GSA Annual Meeting in Denver, Colorado, USA - 2016

Paper No. 176-17
Presentation Time: 9:00 AM-6:30 PM

3-D MAPPING OF QUARRY WALLS TO CONSTRAIN THE INTERNAL STRUCTURE OF A GLACIOVOLCANIC TINDAR, SW ICELAND


EDWARDS, Benjamin R.1, POLLOCK, Meagen2, KOCHTITZKY, William1 and ENGEN, Carl-Lars3, (1)Department of Earth Sciences, Dickinson College, 28 N. College Street, Carlisle, PA 17013, (2)Department of Geology, The College of Wooster, 944 College Mall, Wooster, OH 44691, (3)Department of Geology, Beloit College, 700 College Street, Box 777, Beloit, WI 53511, edwardsb@dickinson.edu

Documentation of the internal structures of volcanoes are critical for understanding how edifices are built over time, especially for glaciovolcanoes, which have rarely formed historically and are inaccessible during eruptions. We have been unraveling the internal structure of a complex glaciovolcanic ridge (tindar) in southwestern Iceland for the past 5 years in order to better understand the sequence of events that built the ridge. Undirhlidar ridge is ~5 km long, and has been dissected by two different aggregate mines along its axis.

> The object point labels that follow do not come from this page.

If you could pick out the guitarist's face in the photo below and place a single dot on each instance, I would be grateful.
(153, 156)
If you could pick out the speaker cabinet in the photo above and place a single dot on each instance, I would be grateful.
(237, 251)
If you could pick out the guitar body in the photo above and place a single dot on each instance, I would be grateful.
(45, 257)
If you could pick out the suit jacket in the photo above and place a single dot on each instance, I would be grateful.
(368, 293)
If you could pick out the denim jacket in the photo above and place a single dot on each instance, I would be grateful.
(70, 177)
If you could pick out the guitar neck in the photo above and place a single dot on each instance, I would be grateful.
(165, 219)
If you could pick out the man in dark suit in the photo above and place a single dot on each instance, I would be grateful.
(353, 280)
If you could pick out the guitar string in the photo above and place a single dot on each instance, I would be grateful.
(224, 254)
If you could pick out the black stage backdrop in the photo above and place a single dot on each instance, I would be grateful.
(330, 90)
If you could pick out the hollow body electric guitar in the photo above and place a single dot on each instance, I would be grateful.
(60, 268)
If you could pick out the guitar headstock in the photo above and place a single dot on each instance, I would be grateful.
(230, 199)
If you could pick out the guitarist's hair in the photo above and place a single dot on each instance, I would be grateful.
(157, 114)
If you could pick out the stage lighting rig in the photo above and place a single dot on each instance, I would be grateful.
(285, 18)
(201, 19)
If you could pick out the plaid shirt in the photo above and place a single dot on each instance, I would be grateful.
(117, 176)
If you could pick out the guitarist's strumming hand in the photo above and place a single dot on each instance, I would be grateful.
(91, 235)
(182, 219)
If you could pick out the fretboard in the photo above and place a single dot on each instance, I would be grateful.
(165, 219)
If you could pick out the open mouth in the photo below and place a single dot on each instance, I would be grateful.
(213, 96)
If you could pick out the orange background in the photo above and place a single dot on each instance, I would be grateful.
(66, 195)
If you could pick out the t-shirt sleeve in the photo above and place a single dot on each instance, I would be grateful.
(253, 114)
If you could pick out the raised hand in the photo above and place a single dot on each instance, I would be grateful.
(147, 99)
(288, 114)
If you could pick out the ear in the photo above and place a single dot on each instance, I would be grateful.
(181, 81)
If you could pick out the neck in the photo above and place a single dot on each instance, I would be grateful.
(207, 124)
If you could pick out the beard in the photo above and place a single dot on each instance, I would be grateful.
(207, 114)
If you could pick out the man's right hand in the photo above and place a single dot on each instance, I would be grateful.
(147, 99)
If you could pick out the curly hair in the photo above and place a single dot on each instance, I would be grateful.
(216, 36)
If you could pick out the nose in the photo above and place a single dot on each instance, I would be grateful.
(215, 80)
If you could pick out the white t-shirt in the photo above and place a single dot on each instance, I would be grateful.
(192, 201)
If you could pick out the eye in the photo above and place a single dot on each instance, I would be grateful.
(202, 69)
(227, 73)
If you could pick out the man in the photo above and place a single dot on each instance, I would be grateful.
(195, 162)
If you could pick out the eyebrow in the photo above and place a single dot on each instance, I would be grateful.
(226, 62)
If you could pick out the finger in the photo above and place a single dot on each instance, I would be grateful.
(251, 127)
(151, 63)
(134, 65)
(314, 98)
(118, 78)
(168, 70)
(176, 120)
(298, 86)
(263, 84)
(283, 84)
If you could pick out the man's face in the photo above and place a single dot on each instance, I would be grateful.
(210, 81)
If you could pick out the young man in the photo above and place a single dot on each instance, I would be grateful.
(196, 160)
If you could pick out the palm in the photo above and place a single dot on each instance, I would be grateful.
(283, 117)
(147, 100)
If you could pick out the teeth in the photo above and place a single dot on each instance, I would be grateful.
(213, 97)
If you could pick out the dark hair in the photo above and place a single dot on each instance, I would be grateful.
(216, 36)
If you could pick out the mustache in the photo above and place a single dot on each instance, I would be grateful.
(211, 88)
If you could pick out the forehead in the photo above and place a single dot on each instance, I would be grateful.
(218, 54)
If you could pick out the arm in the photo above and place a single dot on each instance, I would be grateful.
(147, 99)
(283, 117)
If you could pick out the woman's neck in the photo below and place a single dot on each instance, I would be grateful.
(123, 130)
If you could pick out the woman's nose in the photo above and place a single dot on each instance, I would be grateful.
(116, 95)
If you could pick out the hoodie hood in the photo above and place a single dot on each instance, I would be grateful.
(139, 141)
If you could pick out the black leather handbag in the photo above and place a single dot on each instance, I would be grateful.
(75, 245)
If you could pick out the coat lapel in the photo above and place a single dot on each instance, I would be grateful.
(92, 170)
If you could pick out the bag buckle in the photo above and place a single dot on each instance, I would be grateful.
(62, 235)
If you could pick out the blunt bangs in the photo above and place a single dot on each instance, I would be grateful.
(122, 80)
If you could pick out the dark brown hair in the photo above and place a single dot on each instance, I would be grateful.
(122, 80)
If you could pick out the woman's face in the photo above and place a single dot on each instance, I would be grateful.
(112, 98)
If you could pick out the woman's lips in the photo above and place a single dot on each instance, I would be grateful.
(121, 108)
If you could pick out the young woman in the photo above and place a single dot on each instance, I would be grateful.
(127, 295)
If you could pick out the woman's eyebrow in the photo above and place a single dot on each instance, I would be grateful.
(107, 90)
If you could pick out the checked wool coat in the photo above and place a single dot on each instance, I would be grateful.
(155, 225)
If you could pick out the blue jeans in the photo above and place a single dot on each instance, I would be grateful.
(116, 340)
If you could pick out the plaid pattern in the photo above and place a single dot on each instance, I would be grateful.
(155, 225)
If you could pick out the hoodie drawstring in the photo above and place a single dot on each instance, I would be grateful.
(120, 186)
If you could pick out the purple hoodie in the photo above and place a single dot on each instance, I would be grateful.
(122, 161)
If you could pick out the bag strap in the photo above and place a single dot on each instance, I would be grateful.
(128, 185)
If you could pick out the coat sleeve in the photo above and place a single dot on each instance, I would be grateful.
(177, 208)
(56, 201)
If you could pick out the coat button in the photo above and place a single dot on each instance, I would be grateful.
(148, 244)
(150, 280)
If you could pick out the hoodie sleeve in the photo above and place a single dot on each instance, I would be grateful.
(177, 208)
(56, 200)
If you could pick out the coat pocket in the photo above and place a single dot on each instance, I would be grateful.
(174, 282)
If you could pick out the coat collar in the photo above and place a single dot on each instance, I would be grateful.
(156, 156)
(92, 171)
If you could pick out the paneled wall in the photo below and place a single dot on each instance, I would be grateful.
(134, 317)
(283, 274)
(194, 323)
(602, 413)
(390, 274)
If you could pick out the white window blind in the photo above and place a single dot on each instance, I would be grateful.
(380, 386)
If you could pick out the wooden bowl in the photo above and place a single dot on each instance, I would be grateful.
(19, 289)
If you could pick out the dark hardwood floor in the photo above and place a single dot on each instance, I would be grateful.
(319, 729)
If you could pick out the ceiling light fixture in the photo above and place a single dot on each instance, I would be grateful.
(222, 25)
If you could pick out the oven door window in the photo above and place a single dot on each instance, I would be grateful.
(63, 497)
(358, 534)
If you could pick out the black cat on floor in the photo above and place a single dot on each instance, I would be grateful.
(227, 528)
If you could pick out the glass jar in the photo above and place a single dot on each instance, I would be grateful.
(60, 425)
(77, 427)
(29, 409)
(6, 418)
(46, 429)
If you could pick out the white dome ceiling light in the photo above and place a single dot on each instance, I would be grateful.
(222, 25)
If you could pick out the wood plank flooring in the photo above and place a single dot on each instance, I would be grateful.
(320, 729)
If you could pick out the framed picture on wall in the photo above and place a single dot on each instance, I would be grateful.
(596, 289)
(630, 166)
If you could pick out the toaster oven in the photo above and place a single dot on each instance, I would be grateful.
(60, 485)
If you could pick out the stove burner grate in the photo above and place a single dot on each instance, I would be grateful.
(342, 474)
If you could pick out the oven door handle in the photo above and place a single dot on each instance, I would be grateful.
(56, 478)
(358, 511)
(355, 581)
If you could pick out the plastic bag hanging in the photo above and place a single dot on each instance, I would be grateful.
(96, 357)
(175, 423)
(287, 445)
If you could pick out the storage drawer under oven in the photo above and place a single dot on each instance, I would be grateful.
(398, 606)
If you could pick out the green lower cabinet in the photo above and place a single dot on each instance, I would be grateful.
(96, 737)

The northern mine (Undirhlidar quarry) is inactive and has walls up to 40 m in height that fully expose several critical stratigraphic relationships including multiple sequences of separate pillow lava flows, cross-cutting dikes that locally feed overlying pillow flows, and ridge parallel, continuous massive jointed basaltic units that may be the remnants of internal lava supply networks. The second quarry, ~3 km to the southwest (Vatnsskard quarry) is presently active and continually has new exposures. This quarry only penetrates halfway through the width of the ridge but has ~500 m of exposure along strike. It also has remnants of what appears to be the internal magma distributary system, and many components clearly show evidence that they were (and some still are) open lava tubes. While both quarries contain excellent exposures, many of the structures are difficult to safely access or are inaccessible due to mining activity. In order to overcome access issues, we have used Structure-from-Motion techniques to make 3-D maps of the quarry walls. A series of overlapping pictures were taken from points constrained with D-GPS using a Trimble GeoXH data logger and external antennae. The image locations with corrected positions were imported into Photoscan software to create a point cloud representative for each quarry and to derive a Digital Elevation Model with a reported vertical resolution of less than 1 m. Field testing of a preliminary, low resolution DEM shows that measurements of dyke widths on the DEM have errors of ~5% relative to measurements on the ground. Measurements made from the field-generated DEM will provide significantly better constraints on deposit thicknesses and volume estimates compared to traditional methods of estimating unit thicknesses on vertical faces.